- Born: 1942 Cleveland, Ohio
- Known for: Painting
- Website: www.susancrile.com

= Susan Crile =

American painter and printmaker

Susan Crile (born 1942) is an American painter and printmaker.

==Biography==
Crile was born in 1942 in Cleveland, Ohio. She attended Bennington College, graduating in 1965.

In 1972 Crile was interviewed by Paul Cummings for the Archives of American Art. The same year her image was included the iconic poster Some Living American Women Artists by Mary Beth Edelson.

Her work has political themes, such as work based on images of torture at Abu Ghraib prison in Iraq after the 2003 U.S. invasion. Many of these images are faceless and rendered in reddish or grayish mud tones and textures, suggestive of clay, slate, or dust (or perhaps the color is, as the New York Times commented, "fecal brown"). The victims themselves are outlined in ghostly white chalk, becoming, in the words of the New York Times review, "spectral icons of martyrdom."

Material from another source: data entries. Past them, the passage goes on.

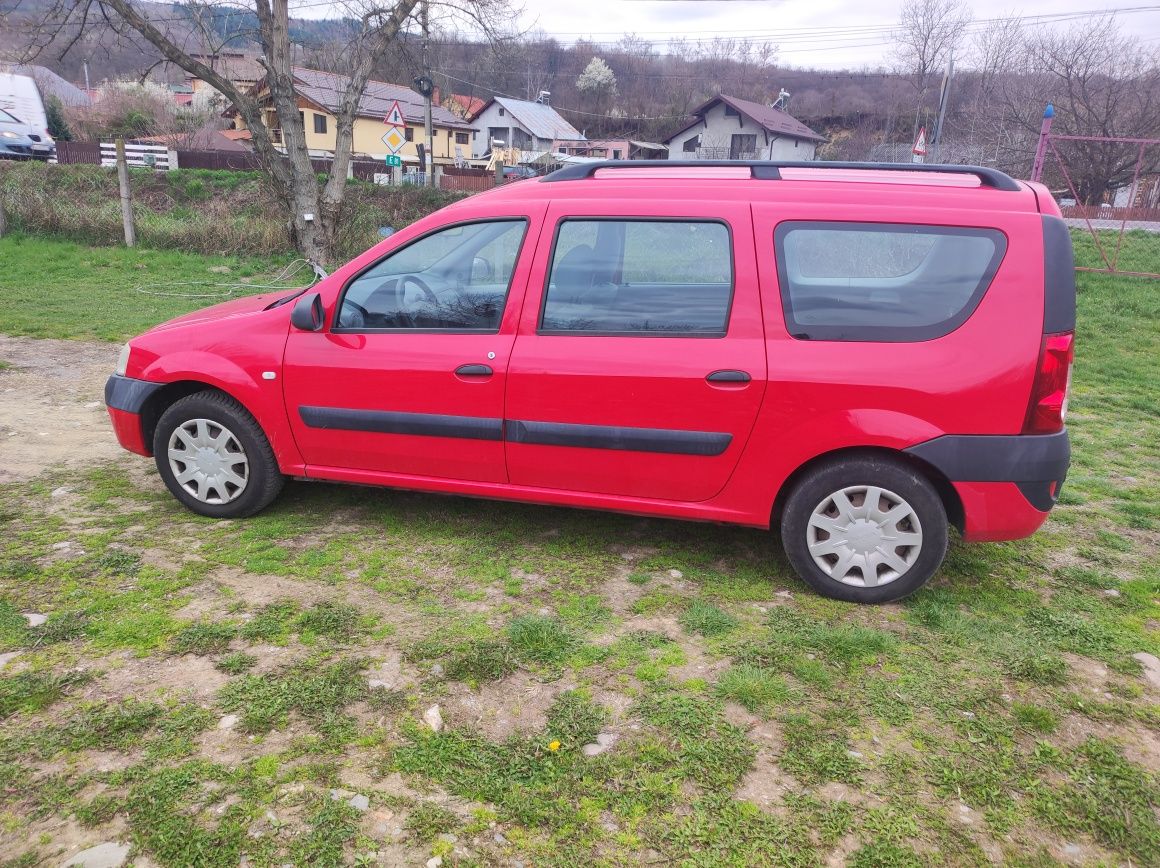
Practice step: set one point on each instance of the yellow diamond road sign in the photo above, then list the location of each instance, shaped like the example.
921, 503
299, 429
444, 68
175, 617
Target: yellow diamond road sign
394, 139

Her work is in the collections of the Albright–Knox Art Gallery, the Metropolitan Museum of Art, the Phillips Collection, the Brooklyn Museum, the Hirshhorn Museum, and the Cleveland Museum of Art,

In 2017, Crile produced a Three part series on documenting the abusive behaviour within the Prison system. The artwork depicted Prisoner Brutality such as, artwork showing men being stepped on, placed in small boxes and more, highlighting the physical and mental abuse in her work. The aim of her work was to highlight the destructive and detrimental ways prisoners are treated. The work was on display in the Lukacs and Experimental Space Galleries in Loyola Hall.